Once you understand what is triggering them, you can try to be prepared if your child experienced a sensory meltdown in the future and give them some skills and tools to work through it.
- Look for patterns. Does your child have a sensory meltdown before the first day of school every year?
- Ask your child how they feel and what is bothering them. They might not always know. Sometimes, they will be able to tell you what the source of their sensory overload is.
- Are they sensitive to light, sound, people, food, smells?
- Keep a log when your child does have a sensory meltdown. Include notes about their behavior, their surroundings and the strategies you tried to calm them down. Track if those strategies were successful to get a better sense of what works for your child.
- Help your child prepare before an event if you think they might be triggered. Help them to understand what type of environment they can expect. You don’t need to assume they are going to be triggered. They might pick up on that and feel distressed. Help them to understand what they are getting into so they can mentally prepare.
Quick Tips to Be Prepared for a Sensory Meltdown
- Track the solutions that have worked in the past. For instance, does your child respond well when given a book or a blanket? If so, try to keep them on hand.
- Create a retreat for them at home. It could be their bed, a fort, a quiet corner in the backyard. Give them a special place they can go that is quiet and calm.
- Work through the meltdown with your child even if it is tough. It can be tempting to give in to demands. Stick to the rules but be calm and supportive.
Some other tools to calm a sensory meltdown are:
- Oral sensory tools
- Headphones or earplugs
- Blankets, jackets, or hoods – something cozy they can use as a shield
- Hobbies like coloring
Once your child has calmed down, you might need to be flexible with your plan. Is there anything you can change today to avoid encountering that same trigger again? Be careful to keep the environment calm post-meltdown.
- Leave the place that triggered your child (if possible)
- Find a new way to approach that situation in the future
- Talk with your child about what happened
- Don’t scold them (they probably already feel bad)

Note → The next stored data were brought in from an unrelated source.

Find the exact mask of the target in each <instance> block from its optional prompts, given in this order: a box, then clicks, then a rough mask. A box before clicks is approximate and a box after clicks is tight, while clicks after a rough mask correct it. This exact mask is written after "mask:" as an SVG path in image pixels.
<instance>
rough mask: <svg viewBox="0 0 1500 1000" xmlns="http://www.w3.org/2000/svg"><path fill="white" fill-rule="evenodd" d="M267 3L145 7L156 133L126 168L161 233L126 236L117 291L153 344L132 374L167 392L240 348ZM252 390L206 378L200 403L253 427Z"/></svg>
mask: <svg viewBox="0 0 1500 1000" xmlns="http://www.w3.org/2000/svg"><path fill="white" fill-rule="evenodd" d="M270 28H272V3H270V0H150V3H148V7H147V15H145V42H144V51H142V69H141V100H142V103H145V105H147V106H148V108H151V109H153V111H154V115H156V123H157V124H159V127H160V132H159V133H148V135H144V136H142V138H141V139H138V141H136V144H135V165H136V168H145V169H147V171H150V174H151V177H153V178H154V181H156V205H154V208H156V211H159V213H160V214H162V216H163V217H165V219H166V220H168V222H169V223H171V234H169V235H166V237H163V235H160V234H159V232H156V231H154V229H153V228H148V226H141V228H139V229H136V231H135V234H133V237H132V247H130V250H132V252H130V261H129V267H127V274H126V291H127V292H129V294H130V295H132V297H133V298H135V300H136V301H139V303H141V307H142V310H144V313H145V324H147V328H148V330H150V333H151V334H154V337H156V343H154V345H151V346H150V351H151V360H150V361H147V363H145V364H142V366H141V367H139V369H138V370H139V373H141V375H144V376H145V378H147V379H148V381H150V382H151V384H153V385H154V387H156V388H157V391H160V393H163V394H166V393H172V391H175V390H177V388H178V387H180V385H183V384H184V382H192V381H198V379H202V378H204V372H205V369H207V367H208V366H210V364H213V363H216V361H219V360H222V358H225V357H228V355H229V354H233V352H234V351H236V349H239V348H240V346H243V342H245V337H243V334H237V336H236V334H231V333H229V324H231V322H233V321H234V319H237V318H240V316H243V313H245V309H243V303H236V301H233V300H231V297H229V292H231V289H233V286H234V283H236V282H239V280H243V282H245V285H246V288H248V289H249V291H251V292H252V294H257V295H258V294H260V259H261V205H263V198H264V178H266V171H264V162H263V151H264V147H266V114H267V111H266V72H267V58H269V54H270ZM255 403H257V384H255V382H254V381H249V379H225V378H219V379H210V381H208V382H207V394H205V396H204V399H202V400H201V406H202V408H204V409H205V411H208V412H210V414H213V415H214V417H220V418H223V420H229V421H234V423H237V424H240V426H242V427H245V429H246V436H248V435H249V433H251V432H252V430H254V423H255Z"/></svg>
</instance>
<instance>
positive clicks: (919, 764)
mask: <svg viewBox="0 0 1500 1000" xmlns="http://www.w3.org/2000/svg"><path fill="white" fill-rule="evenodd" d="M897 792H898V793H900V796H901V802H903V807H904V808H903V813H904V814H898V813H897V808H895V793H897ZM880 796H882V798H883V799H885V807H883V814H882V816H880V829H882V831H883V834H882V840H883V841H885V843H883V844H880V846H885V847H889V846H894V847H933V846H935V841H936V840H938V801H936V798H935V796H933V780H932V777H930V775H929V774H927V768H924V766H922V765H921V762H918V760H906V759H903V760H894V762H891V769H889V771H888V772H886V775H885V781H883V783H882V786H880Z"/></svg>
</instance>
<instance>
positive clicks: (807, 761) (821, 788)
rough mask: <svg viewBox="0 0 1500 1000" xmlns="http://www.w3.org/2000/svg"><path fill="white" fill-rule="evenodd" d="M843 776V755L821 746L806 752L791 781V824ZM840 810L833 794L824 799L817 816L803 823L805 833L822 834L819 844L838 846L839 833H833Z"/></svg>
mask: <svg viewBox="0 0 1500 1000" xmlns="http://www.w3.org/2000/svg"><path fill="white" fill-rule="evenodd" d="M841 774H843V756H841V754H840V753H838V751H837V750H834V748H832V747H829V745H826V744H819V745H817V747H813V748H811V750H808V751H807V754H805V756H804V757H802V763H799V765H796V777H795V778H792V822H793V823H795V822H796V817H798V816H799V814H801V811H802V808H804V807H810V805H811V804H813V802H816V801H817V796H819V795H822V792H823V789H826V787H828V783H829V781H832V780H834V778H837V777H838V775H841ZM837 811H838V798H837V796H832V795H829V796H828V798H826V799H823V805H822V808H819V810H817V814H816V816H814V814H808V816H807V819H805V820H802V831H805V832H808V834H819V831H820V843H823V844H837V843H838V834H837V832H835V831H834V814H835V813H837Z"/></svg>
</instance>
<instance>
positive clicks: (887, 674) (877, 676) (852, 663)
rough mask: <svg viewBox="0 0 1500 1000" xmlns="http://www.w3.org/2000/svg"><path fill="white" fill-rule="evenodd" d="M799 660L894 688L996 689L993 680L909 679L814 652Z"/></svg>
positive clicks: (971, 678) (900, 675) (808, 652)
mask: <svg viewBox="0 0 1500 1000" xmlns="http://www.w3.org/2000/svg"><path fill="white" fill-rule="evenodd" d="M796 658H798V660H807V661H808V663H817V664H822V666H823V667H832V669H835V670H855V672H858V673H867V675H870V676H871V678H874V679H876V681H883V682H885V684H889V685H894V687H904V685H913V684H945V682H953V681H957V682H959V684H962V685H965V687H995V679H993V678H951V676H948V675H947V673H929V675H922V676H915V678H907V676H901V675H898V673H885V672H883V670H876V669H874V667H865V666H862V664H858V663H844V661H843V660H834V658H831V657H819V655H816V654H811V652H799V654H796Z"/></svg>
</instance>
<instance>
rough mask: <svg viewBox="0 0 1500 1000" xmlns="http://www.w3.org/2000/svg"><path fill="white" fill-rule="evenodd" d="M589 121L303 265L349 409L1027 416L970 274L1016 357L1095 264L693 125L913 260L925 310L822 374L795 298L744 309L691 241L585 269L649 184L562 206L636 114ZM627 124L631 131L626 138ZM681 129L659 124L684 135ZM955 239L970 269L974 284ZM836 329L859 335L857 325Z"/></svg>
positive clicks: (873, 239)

- Ask them questions about what happened to help them understand
While you can’t remove all stressors and triggers in your child’s life, you can give them tools to help cope with sensory overload in the moment and teach them how to prepare for situations in the future. Keep in mind, the issue if your child’s reaction to their environment, not their behaviour. Do the work to understand the environment and your child and you should have some helpful strategies going forward.